My go to is to cut the person off with a "no" when they start speaking. Most people are surprised and it usually shuts them down.

Mean girl: "oh hey cousin I -"
You "No."
Mean girl: "what, I -"
You. "No." And then walk away.

It's kinda like "that won't be possible" but there is a bit of an F-you and dismissive tone all built in.

Also useful with door to door salespeople (open door, see clipboards/missionaries, "no", close door, return to life).
posted by saradarlin at 11:52 PM on February 2, 2014 [3 favorites]
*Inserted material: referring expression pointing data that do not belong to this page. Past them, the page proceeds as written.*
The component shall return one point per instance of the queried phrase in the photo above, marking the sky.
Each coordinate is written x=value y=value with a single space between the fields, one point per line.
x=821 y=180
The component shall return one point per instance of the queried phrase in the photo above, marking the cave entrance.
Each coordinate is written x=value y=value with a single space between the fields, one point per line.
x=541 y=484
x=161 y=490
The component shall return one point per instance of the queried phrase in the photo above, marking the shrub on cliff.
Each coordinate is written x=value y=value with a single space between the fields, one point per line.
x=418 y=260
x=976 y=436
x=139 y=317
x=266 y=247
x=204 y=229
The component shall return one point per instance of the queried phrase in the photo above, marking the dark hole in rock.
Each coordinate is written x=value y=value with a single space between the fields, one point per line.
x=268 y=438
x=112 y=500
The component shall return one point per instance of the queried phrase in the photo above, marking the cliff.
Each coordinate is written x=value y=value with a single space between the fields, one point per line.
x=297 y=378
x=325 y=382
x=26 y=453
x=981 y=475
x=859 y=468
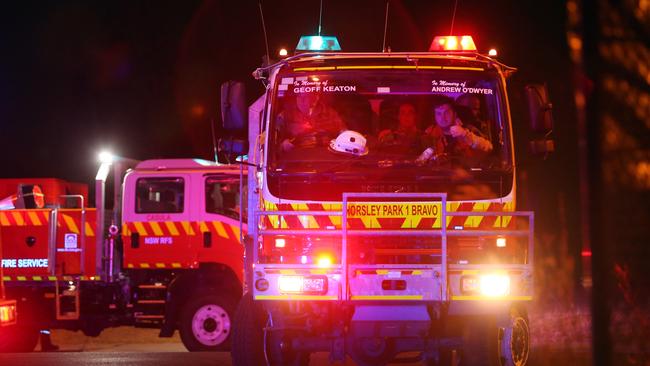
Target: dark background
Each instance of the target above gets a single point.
(141, 78)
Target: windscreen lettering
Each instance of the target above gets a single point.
(25, 263)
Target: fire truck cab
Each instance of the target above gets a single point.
(168, 255)
(8, 313)
(371, 234)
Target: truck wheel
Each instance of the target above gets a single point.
(480, 342)
(248, 334)
(206, 323)
(18, 339)
(515, 345)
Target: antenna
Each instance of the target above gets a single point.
(383, 46)
(214, 141)
(453, 17)
(320, 17)
(266, 39)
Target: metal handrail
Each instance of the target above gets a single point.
(82, 230)
(442, 232)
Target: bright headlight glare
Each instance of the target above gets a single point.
(290, 283)
(301, 284)
(495, 285)
(324, 261)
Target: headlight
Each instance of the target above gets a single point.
(492, 285)
(495, 285)
(302, 284)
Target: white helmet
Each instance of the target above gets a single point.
(349, 142)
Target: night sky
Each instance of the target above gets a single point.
(142, 77)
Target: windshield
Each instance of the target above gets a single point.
(389, 130)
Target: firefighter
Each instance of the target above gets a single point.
(309, 123)
(449, 136)
(46, 341)
(405, 137)
(472, 103)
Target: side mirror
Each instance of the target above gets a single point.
(540, 109)
(540, 115)
(233, 147)
(234, 111)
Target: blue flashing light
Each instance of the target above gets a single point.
(318, 43)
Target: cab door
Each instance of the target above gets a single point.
(157, 227)
(218, 217)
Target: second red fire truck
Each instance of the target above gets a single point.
(168, 255)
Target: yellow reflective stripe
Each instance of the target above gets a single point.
(386, 297)
(235, 230)
(486, 298)
(462, 68)
(19, 218)
(3, 219)
(308, 221)
(171, 227)
(72, 226)
(386, 67)
(294, 297)
(324, 68)
(140, 228)
(218, 225)
(187, 227)
(156, 228)
(89, 230)
(34, 218)
(203, 227)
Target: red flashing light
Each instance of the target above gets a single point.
(452, 43)
(8, 313)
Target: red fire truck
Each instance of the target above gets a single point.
(168, 255)
(7, 311)
(374, 247)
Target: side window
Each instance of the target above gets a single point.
(160, 195)
(222, 196)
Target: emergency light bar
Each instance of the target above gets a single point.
(452, 43)
(318, 43)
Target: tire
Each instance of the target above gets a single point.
(18, 339)
(248, 334)
(515, 344)
(206, 322)
(480, 342)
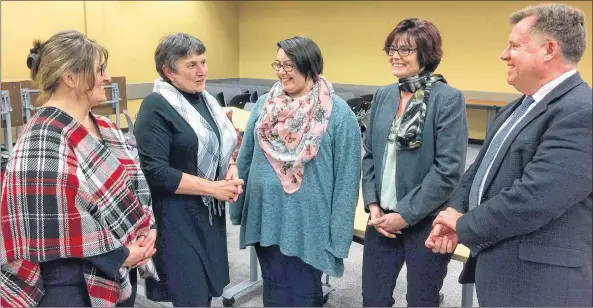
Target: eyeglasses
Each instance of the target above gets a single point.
(287, 67)
(402, 51)
(102, 69)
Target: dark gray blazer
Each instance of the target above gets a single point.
(531, 234)
(426, 176)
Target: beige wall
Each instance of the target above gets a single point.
(351, 35)
(240, 37)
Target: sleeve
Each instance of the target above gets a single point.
(557, 178)
(244, 160)
(445, 173)
(346, 165)
(110, 263)
(460, 198)
(369, 190)
(153, 138)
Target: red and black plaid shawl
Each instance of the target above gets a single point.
(67, 194)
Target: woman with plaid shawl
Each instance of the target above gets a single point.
(76, 214)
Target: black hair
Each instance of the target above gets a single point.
(304, 54)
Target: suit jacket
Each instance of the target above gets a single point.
(531, 234)
(426, 176)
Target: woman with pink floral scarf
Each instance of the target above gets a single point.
(300, 159)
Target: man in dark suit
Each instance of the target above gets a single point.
(524, 208)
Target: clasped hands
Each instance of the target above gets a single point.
(142, 249)
(230, 188)
(386, 224)
(443, 237)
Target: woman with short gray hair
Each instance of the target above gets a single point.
(185, 144)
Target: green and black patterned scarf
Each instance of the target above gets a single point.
(409, 135)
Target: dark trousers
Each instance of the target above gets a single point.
(288, 281)
(77, 295)
(383, 259)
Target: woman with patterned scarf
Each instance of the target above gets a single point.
(300, 159)
(76, 213)
(414, 157)
(185, 143)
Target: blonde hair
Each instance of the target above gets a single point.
(65, 52)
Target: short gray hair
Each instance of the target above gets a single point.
(565, 24)
(173, 47)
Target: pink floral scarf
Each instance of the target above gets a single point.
(291, 129)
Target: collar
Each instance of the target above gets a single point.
(548, 87)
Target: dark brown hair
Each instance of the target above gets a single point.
(424, 36)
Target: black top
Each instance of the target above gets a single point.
(68, 271)
(191, 251)
(168, 131)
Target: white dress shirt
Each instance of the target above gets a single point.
(538, 96)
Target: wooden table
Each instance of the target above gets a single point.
(491, 107)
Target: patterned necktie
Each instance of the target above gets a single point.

When I was a kid, my mom taught me that kids say mean things because they have something lacking in their lives so they try to look better than others by picking on them and getting attention from it. I didn't get picked on much, but when I did, it was obvious that my mom was right. I was picked on by a really really short guy, a girl who's family was incestuous, and a girl whose parents were having some home issues. So basically, their lives suck and they (mistakenly) coped by putting others down. Sounds like this cousin for whatever reason lack self confidence so gets it from doing these mean girl things.

Whenever she says something, just try saying "I feel sorry for you." if ignoring hasn't worked.
posted by WeekendJen at 8:53 AM on February 3, 2014 [1 favorite]

I agree with others in the thread above, and feel this is a perfect opportunity for tactical deployment of LOLs and "Bless your heart."